Mamasaense memperbanyak diri secara simpodial, seperti Bulbophyllum lainnya. Dari satu umbi akan menumbuhkan satu umbi. Setelah si pinus telah memiliki nama resmi, Andrias mulai berani menjual, tentu dengan harga tidak murah.

“Anggrek ini bisa menjadi andalan,” katanya pada saya baru-baru ini. “Bisa menjadi ikon bagi Mamasa. Ini kebanggaan.”

 

 

Bagaimana upaya pelestarian?

Di Mamasa, anggrek yang ditemukan mencapai tiga ratusan jenis, menurut catatan koleksi Andrias. Sebagian besar adalah endemik Sulawesi. Pada 2019, Balai Pengkajian Teknologi Pertanian (BPTP) Sulawesi Barat melakukan karakterisasi pada empat spesies anggrek koleksi Andre, sebagai varietas berbeda dari spesies serupa yang tumbuh di tempat lain.

Mamasa terletak di pegunungan Quarles, membentang di tengah Pulau Sulawesi, yang menyimpan keanekaragam hayati.

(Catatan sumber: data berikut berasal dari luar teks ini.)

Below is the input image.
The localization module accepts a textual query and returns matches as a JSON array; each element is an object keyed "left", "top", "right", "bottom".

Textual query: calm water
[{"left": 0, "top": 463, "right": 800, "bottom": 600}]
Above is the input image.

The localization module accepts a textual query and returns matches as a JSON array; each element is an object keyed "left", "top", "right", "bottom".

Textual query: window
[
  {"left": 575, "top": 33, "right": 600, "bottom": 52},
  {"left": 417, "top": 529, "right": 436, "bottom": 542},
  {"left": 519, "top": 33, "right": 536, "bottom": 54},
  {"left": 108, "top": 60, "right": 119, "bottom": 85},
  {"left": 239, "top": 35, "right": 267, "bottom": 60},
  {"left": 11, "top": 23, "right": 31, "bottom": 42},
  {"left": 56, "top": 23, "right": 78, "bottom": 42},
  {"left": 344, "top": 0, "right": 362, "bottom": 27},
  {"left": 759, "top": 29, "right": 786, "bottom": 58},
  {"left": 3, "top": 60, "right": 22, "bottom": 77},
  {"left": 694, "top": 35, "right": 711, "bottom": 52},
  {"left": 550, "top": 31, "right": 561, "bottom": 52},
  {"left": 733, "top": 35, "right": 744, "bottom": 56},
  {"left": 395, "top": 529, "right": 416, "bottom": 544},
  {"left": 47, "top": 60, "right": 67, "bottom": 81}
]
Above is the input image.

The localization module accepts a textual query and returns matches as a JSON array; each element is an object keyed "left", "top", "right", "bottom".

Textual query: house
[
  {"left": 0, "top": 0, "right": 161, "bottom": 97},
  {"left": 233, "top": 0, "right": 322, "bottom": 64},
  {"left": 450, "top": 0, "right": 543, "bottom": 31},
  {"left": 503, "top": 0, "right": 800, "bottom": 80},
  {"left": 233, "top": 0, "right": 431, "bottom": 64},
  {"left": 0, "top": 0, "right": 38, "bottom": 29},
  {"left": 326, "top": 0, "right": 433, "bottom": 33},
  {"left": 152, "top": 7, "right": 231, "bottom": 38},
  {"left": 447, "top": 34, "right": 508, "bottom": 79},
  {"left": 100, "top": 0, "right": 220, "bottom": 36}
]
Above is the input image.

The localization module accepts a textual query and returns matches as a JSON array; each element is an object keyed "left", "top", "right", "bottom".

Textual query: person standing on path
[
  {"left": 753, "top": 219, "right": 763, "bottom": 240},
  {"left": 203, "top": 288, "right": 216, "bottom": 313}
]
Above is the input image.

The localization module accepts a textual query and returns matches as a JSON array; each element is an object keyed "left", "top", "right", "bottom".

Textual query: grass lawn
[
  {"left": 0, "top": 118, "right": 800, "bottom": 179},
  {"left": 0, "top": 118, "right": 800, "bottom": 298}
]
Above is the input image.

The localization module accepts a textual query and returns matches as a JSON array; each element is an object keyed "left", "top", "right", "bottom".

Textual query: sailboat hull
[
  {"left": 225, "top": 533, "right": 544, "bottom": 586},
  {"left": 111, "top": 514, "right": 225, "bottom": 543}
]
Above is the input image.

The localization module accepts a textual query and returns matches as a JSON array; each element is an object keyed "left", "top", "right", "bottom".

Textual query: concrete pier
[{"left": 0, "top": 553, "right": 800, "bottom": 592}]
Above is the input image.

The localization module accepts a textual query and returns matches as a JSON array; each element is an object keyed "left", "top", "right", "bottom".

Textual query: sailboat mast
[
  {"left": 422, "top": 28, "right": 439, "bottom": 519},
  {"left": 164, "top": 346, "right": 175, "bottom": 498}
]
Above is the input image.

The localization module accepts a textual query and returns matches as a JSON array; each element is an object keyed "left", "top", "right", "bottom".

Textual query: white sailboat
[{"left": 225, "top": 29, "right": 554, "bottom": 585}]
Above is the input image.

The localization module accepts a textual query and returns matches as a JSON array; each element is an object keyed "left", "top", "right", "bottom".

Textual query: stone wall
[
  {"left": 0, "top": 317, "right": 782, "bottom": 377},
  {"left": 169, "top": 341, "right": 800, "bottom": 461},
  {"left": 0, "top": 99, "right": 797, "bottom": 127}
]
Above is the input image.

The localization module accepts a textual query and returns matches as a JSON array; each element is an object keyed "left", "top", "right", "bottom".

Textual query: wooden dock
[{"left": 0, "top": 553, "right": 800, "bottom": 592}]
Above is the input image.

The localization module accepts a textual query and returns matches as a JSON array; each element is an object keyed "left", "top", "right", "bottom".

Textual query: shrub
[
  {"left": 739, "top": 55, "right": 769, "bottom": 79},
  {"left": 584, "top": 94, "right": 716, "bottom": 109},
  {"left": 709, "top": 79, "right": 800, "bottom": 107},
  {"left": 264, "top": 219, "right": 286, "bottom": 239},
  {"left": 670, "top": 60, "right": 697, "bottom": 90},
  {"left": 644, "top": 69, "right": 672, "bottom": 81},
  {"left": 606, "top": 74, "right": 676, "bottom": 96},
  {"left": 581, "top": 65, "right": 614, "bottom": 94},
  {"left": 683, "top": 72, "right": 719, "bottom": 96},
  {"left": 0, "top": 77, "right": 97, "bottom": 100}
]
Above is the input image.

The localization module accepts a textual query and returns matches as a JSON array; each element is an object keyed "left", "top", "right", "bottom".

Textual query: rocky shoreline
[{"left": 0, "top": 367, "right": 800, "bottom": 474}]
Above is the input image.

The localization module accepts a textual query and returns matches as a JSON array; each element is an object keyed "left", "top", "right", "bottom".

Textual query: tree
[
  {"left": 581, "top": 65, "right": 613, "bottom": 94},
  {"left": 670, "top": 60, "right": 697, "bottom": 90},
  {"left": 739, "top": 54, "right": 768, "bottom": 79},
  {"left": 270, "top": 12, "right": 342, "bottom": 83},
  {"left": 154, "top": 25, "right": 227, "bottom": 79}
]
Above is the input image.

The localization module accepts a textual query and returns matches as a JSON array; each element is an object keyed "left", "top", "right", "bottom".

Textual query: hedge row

Naturalis asal Inggris, Alfred Russel Wallace terkagum-kagum akan pulau ini. Pada dua kesempatan kunjungan, 1856 dan 1859, Wallace menemukan flora unik, yang tak dia temukan di Sumatera, Jawa, dan Kalimantan. Sulawesi terpisah dari benua Asia, sejak dulu, memungkinkan evolusi unik terjadi.

Pada 2019, Tondok Bakaru dinobatkan oleh Pemerintah Sulawesi Barat sebagai desa anggrek. Di sini, jumlah rumah anggrek lebih banyak dari toko campuran. Sebagian besar keluarga menggantungkan hidup dari anggrek.

Saat pandemi COVID-19 merontokkan perekonomian orang kota, mereka selamat.

Daerah lain di Mamasa, juga melakukan hal serupa. Permintaan anggrek dari para pemburu praktis membludak.

Pada akhir 2020, ketika kami berjumpa, Andre ungkapkan kekhawatiran soal kelestarian anggrek kalau perburuan terus berlangsung. Sisi lain, habitat anggrek juga terus digempur pembukaan lahan.

Di Messawa, habitat satu-satunya Bulbophyllum mamasaense, terancam hilang. Pembukaan lahan buat perkebunan kopi menggila sejak euforia kopi meningkat. Saban tahun, Mamasa mengekspor kopi hingga 400 ton.

Sebaran spesies ini diketahui hanya di Messawa, Mamasa. Informasi tentang populasi ini masih kabur.

Para peneliti, dalam artikel ilmiah Taiwana, mengatakan, “survei lebih lanjut diperlukan” hingga “penilaian akan diperbarui.”

Status konservasi ini penting untuk mengatur perdagangan dan pemanfaatan Bulbophyllum mamasaense, yang diatur CITES, sebuah konvensi internasional, bertujuan melindungi tumbuhan dan satwa liar dari perdagangan, yang mengakibatkan kelestarian spesies itu terancam.

“Kasihan sebenarnya anggrek ini, karena habitatnya terancam,” kata Andre.

Pada 2021, laboratorium anggrek berdiri di Tondok Bakaru. Dengan laboratorium itu, Andre berharap, perburuan anggrek perlahan menurun, meski tetap berlanjut. Orang-orang bisa beralih dan mengandalkan kloning dari kultur jaringan.

Mamasaense lebih muda dikembangkan, tanpa perlu kloning atau mencabut dari hutan.

“Anggrek-anggrek langka tetap kita akan kultur jaringan supaya bisa lestari. Kalau Mamasaense, tidak. Karena bisa tumbuh banyak.”

Dia bersama kawan-kawannya juga akan mengembalikan anggrek-anggrek yang mereka anggap langka ke hutan, demi pelestarian. Harapannya, ekonomi yang ditopang keindahan anggrek akan terus berlanjut.